When the urinary tract gets infected, the following are the three types of infection that can occur.
- Cystitis is a bacterial infection that causes your bladder to become inflamed. It happens when bacteria enter your bladder through your urethra, the tube that carries urine out of your body.
- Urethritis is inflammation of the urethra. Pain when urinating is the main symptom of urethritis.

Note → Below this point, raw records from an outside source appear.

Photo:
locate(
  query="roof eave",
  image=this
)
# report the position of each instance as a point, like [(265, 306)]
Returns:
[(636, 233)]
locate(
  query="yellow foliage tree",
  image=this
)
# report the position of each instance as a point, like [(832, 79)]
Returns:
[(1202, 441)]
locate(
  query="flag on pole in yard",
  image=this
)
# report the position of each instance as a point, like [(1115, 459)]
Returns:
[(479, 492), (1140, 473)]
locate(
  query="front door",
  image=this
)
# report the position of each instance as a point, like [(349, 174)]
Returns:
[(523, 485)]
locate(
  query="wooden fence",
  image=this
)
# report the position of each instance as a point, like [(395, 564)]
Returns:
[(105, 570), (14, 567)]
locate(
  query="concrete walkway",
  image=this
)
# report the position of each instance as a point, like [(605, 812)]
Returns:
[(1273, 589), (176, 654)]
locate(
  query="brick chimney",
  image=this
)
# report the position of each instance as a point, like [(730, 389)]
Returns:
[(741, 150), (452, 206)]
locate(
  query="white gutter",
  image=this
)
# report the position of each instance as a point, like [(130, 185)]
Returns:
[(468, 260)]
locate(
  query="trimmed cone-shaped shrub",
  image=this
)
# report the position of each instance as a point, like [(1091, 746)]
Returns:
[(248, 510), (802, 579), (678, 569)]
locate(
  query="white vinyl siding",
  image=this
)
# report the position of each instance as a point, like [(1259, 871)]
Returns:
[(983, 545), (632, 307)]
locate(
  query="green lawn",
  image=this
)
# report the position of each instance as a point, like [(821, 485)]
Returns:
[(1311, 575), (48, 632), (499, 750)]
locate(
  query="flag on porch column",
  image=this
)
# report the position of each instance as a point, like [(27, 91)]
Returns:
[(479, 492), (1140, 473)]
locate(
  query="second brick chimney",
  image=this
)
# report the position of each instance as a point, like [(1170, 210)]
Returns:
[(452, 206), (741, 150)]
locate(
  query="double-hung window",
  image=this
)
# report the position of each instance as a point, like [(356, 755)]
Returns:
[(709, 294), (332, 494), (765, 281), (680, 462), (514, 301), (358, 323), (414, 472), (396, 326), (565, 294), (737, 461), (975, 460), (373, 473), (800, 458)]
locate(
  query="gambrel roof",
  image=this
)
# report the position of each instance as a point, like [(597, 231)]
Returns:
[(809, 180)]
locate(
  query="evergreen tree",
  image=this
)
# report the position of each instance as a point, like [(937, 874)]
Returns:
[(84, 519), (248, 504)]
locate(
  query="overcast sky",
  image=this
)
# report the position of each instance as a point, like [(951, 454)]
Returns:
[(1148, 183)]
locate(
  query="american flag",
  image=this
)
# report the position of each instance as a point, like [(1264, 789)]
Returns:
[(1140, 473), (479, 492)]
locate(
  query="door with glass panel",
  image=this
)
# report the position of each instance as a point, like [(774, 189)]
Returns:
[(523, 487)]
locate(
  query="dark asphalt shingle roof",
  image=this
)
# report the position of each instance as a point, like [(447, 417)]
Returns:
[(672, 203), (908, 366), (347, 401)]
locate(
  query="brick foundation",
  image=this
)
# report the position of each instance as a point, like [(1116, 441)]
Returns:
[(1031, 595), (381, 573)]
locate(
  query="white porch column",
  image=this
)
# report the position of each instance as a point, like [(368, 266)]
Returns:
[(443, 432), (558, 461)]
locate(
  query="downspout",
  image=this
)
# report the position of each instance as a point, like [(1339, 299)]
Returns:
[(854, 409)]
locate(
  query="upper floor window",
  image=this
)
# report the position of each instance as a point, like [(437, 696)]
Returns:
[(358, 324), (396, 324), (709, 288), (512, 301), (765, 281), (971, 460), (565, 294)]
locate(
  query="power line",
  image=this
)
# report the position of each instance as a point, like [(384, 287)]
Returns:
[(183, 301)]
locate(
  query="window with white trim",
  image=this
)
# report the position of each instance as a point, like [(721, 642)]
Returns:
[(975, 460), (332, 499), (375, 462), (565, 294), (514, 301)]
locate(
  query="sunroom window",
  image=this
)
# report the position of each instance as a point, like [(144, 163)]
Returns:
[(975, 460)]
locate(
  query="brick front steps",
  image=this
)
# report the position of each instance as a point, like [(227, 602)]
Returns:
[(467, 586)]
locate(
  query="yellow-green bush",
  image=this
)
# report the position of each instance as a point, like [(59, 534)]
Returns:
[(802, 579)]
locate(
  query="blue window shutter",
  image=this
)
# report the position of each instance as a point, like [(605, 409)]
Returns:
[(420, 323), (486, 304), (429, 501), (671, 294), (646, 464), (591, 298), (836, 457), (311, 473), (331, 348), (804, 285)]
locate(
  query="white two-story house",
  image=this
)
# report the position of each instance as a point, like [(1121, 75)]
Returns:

- Pyelonephritis is an inflammation of the kidney tissue, calyces, and renal pelvis. It is commonly caused by bacterial infection that has spread up the urinary tract or travelled through the bloodstream to the kidneys.
Symptoms of UTIs
These are the symptoms one should look out for:
- wanting to urinate more often and urgently, if only a few drops
- burning pain or a scalding sensation when urinating
- a feeling that the bladder is still full after urinating
- pain above the pubic bone
- blood in the urine
To find out if you have a UTI, your doctor will need to test a clean sample of your urine. The doctor or nurse will give you a clean plastic cup and a special wipe. Wash your hands before opening the cup. When you open the cup, don’t touch the inside of the lid or the inside of the cup. Put the cup in easy reach. Separate the labia, the outer lips of the vagina, with one hand and with your other hand, clean the genital area with the wipe. Wipe from front to back and do not touch or wipe the anus. While still holding the labia open, pass a little bit of urine into the toilet. Then, catch the rest in the cup. This is called a “clean-catch” sample. Let the rest of the urine fall regularly into the toilet.
If you are prone to UTIs, your doctor may want to x-ray or ultrasound your urinary tract. These can help show swelling, stones, or blockage. Your doctor also may want to look inside your bladder using a cystoscope, which is a small tube that’s put into the urethra to see inside of it and the bladder.
Often, symptoms clear up within a few days of treatment. You may need to continue antibiotics for a week or more and be sure to take the entire course of antibiotics, as prescribed. For an uncomplicated UTI that occurs when you’re otherwise healthy, your doctor may recommend a shorter course of treatment, such as taking an antibiotic for one to three days. Whether this short course of treatment is enough to treat your infection depends on your particular symptoms and medical history. It is advisable that one consults a doctor when in discomfort to prevent an infection from worsening or spreading.